Russia and China have proposed a so-called “double freeze” initiative, in which Pyongyang agrees to stop testing missiles in exchange for the US cooling its jets (flying kilometers away from North Korea). This proposal is obviously far too reasonable and adult-like for Washington to even consider.
2. Deep-freezing Cold War 2.0 after failing to deescalate diplomatic row with Russia
It seems naive in retrospect, but there was actually a brief time in history (circa early 2017) when there was a theoretically possible chance that the US and Russia could enjoy a somewhat-constructive relationship. Of course, the outgoing Obama administration hardly made things easy. As a late Christmas gift to global insecurity, Obama booted 35 Russian diplomats and closed two diplomatic compounds before leaving the White House. Compounded on top of years of stop-the-scary-Russian-bear-from-invading-Europe hyperventilations, Team Trump faced considerable hurdles in restoring US-Russia relations.
But returning the properties that Obama unlawfully seized would have been a good start. Instead, Trump slapped fresh sanctions on Moscow, setting off a tit-for-tat diplomatic row.
Yes, the US and Russia have made modest strides in security cooperation in Syria, but it’s amazing that Tillerson’s State Department has failed, at the very least, to distance itself from the Obama-Clinton Red Scare.
3. Assad isn’t going anywhere
In late October, Tillerson said "the United States wants a whole and unified Syria with no role for Bashar al-Assad in the government." Does that ring the Obama administration’s “Assad must go” bells? Yes, but for now it looks Assad isn’t going anywhere. Russia, Iran and Turkey have emerged as the three guarantors of the Syrian peace process, while the US military has no legal basis for operating uninvited on Syria’s sovereign territory, which it does. The fact that Assad was not forcibly removed by the US and its proxies, basically heralds the end of two decades of post-Cold War US regime change operations.
Bonus: The conflict in Syria has put serious strain on American relations with its NATO ally Turkey.
4. Boo!

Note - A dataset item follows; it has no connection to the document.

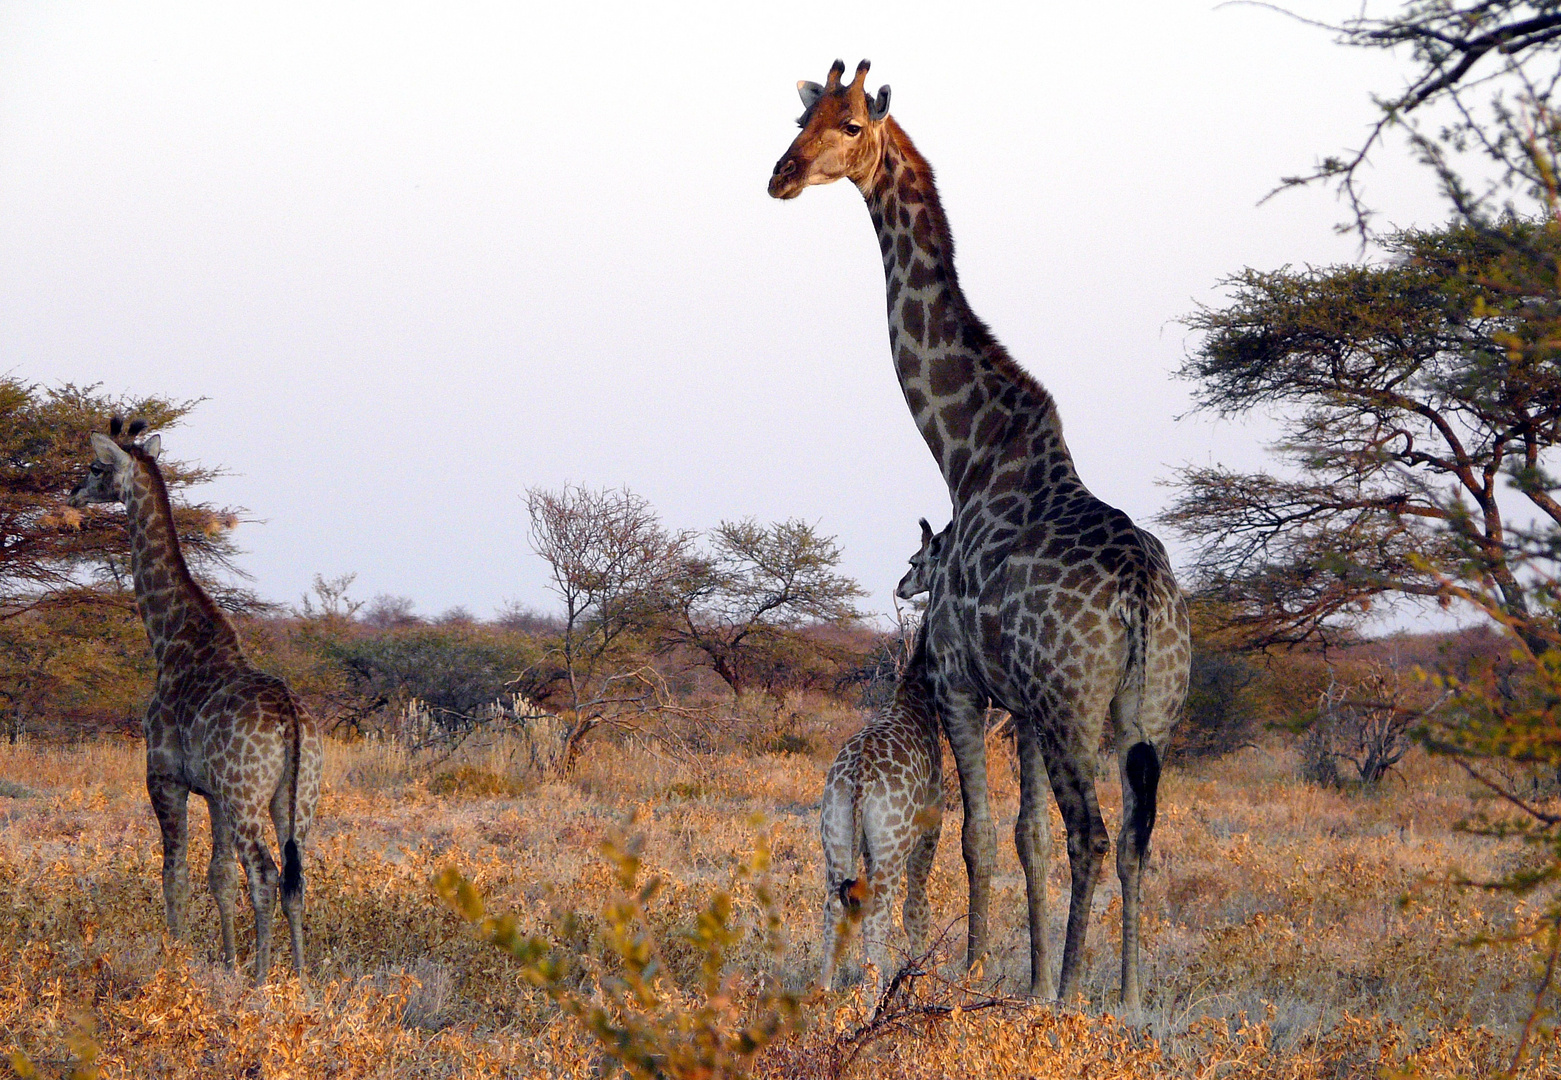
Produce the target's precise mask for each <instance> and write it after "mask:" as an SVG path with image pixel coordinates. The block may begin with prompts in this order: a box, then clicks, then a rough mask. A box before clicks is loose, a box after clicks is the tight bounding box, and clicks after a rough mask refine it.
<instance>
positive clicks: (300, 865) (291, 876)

It’s Iran
Although Tillerson has been forced to admit that Iran is in "technical compliance" with the 2015 nuclear deal, he insists that Tehran’s “nuclear ambitions” are a threat to world peace, despite the IAEA repeatedly stating that Iran has remained within the essential limits on its nuclear activities imposed by the 2015 deal with six world powers, the US among them.
According to Tillerson, Iran is destabilizing Iraq (you know, the country that the US invaded – killing, maiming and displacing untold millions). Iran’s efforts in helping to stop jihadists from turning Syria into Libya 2.0 did not impress him either. Сharacterizing Iran as a state sponsor of terrorism might work, but it’s a tough sell when you’re bunkmates with the Saudis.

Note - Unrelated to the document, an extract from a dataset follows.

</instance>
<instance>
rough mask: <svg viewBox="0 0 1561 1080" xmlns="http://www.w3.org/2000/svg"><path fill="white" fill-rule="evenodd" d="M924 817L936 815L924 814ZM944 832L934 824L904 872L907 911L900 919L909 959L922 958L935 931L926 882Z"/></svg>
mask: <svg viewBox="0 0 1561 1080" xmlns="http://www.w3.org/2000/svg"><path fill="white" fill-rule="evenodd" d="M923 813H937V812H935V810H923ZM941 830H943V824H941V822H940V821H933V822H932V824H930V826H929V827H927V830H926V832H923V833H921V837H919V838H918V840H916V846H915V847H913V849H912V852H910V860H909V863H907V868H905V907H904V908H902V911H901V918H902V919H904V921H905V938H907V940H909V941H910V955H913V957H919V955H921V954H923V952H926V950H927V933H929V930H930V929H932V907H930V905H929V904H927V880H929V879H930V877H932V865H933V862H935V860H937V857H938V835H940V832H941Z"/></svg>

5. Afghanistan peace process being led by… Moscow, Beijing and Islamabad?
And finally: Afghanistan. After more than fifteen years of poppy-boosting US occupation, peace may finally be upon us – with the help of Russia, China, Pakistan, and a number of other countries, who are trying to clean up America’s mess in Central Asia. “We just felt that these talks – it was unclear to us what the purpose was,” US State Department spokesman Mark Toner said in April, in explaining Washington’s absence at the 11-state Afghanistan peace conference in Moscow.
Russia says it wants to prevent instability from spilling into neighboring nations. But US officials reportedly say Moscow’s efforts are undermining NATO’s democracy-spreading mission. By the way, Washington is now doubling down on Afghanistan – again. In August, Trump announced his administration’s new strategy, saying Americans troops are in Afghanistan to win the war and that there is no timetable for US withdrawal from the country. 3,500 more US troops are being shipped off to the war-torn country. So much for peace!